By John Revill and Alexander Hbner
ZUG, Switzerland (Reuters) – Siemens is considering acquisitions in building management software and electric vehicle charging to accelerate growth at its Smart Infrastructure (SI) division, managing board member Matthias Rebellius told Reuters.
The German company wants to expand its offering and grow faster than rivals as office blocks and apartments become more connected and drivers switch to e-vehicles, Rebellius said.
“Smart building software is becoming more important with the higher integration needed to manage, operate and maintain buildings,” said Rebellius, who is also chief executive of SI.
“We already have a huge software base and many software developers. We can expand it by investing in start-ups or making acquisitions,” he said.
The Munich company has spent 550 million euros this year on a software acquisition for its mobility business as well as $700 million on electrical component supplier Supplyframe.
Rebellius declined to give a price range for future deals at SI, saying Siemens didn’t have a budget for acquisitions.
“It’s less a question of how much you are prepared to pay, and more about … what growth can we create and how much value can we add,” he said.
The SI division is based in Zug, Switzerland and employs 70,000 people globally and reported sales of 14.3 billion euros in 2020, a quarter of parent Siemens’s total.
Siemens also wants to double the share of SI revenue it gets from its digital business — software and services used to control power grids, access, heating and lighting in buildings, for example — to nearly 10% by 2025.
Software boasts higher margins than for the products business which includes fire and smoke detectors, sensors and fuse boxes.
Having a broad range of businesses runs contrary to the recent trend at industrial companies to simplify their operations, although Rebellius said his customers preferred it.
“Honestly, when I talk to customers, they are not asking for providers focused on one product only,” said Rebellius, who said companies operating in only one area was more a topic for analysts.
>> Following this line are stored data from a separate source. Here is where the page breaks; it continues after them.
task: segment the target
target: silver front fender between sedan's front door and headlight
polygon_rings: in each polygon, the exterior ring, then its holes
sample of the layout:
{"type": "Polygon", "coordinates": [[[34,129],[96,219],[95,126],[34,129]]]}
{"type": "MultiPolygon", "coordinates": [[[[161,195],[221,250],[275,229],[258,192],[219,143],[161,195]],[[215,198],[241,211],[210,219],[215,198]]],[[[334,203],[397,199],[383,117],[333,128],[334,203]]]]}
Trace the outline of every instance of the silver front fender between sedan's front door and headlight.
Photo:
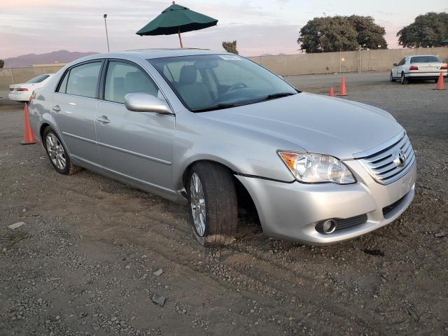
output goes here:
{"type": "Polygon", "coordinates": [[[277,151],[304,151],[288,141],[242,127],[229,127],[216,120],[197,118],[195,113],[176,116],[173,150],[173,184],[183,188],[183,173],[194,162],[209,160],[235,173],[291,182],[294,177],[277,151]]]}

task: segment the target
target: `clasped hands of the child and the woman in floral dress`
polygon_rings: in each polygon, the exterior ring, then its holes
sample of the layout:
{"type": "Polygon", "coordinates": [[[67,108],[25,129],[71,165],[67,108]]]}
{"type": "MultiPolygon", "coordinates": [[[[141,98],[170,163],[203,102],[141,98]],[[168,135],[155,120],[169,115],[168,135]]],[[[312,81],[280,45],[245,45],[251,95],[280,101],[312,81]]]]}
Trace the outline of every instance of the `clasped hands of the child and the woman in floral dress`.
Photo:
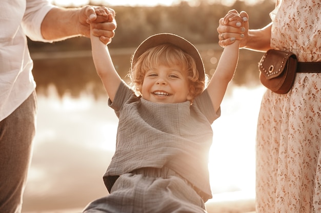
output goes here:
{"type": "Polygon", "coordinates": [[[236,10],[230,10],[224,18],[219,19],[218,44],[224,47],[240,40],[240,47],[243,47],[246,45],[248,30],[248,14],[244,11],[238,13],[236,10]]]}

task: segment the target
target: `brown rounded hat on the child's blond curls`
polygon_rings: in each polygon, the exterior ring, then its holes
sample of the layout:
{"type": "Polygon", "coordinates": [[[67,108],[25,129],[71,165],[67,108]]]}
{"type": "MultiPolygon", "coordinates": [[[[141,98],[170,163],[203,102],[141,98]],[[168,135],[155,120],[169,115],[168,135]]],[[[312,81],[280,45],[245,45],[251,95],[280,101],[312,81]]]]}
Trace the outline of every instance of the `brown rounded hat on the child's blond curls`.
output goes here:
{"type": "Polygon", "coordinates": [[[136,49],[132,57],[131,67],[133,68],[133,64],[136,63],[138,57],[141,56],[143,53],[145,53],[148,49],[153,48],[154,46],[158,46],[160,44],[166,44],[166,43],[170,43],[174,46],[177,46],[177,48],[183,50],[184,52],[192,56],[195,60],[196,68],[199,74],[198,79],[199,80],[205,79],[204,64],[195,46],[185,38],[175,34],[170,34],[170,33],[155,34],[148,37],[145,41],[143,41],[138,46],[138,48],[136,49]]]}

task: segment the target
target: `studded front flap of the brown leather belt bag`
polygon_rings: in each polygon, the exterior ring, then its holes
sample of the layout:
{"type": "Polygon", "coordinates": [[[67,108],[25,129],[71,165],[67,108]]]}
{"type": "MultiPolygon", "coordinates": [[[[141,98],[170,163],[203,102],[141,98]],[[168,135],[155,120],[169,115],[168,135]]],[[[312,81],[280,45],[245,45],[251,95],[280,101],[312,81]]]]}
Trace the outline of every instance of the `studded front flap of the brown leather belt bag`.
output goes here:
{"type": "Polygon", "coordinates": [[[268,50],[258,63],[258,68],[267,79],[272,79],[282,74],[288,59],[296,56],[293,53],[268,50]]]}

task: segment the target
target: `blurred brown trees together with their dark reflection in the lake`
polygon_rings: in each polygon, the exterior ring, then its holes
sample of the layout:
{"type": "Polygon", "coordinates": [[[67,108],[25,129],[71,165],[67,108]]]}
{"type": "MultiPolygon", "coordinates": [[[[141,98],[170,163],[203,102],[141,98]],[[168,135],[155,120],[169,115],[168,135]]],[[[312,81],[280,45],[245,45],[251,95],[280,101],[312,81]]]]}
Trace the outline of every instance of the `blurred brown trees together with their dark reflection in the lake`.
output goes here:
{"type": "MultiPolygon", "coordinates": [[[[258,29],[270,22],[269,12],[274,8],[274,0],[265,0],[253,6],[236,1],[231,7],[207,4],[207,0],[198,1],[199,4],[194,7],[184,1],[171,7],[112,7],[116,11],[117,29],[109,48],[118,74],[126,77],[131,55],[143,40],[166,32],[191,41],[203,58],[207,74],[211,76],[223,51],[218,46],[216,30],[219,18],[231,9],[244,10],[249,14],[250,29],[258,29]]],[[[34,61],[33,75],[38,92],[46,95],[48,87],[54,85],[61,97],[66,92],[78,97],[84,90],[95,97],[105,94],[95,72],[89,38],[76,37],[53,44],[28,40],[28,45],[34,61]]],[[[257,85],[257,62],[262,55],[240,50],[233,82],[237,85],[257,85]]]]}

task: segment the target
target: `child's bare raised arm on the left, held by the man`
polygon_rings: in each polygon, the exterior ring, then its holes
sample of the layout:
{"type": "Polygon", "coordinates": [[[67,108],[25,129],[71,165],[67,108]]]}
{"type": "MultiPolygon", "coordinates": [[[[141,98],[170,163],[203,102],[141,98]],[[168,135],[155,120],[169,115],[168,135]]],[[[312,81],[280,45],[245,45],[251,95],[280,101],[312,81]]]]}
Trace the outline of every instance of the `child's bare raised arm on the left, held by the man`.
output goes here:
{"type": "MultiPolygon", "coordinates": [[[[109,15],[111,21],[113,21],[112,14],[107,15],[109,15]]],[[[113,101],[122,79],[116,72],[107,45],[101,42],[99,37],[93,35],[92,28],[90,28],[90,30],[92,58],[96,72],[101,78],[110,100],[113,101]]]]}

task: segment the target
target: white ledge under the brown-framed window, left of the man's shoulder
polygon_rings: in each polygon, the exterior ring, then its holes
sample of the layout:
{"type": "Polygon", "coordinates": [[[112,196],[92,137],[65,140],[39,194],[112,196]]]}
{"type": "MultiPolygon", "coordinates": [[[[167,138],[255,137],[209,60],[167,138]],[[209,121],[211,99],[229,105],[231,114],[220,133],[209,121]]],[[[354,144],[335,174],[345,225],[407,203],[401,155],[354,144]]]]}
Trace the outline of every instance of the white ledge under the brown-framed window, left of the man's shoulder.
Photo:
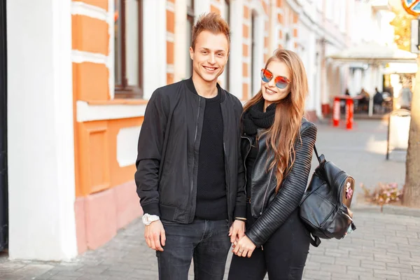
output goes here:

At SI businesses with revenues of 2 billion euros were earmarked for improvement or sale two years ago, with 700 million of this already sold.
Other parts could also go, Rebellius said, as SI targeted a mid-term profit margin of 11% to 16%.
Margins have improved to 11.5% so far in 2021, a level that is sustainable, he added, although the 9% increase in revenues isn’t as comparisons get harder.
But even if offices are used less as working from home increases after the pandemic, Rebellius was confident.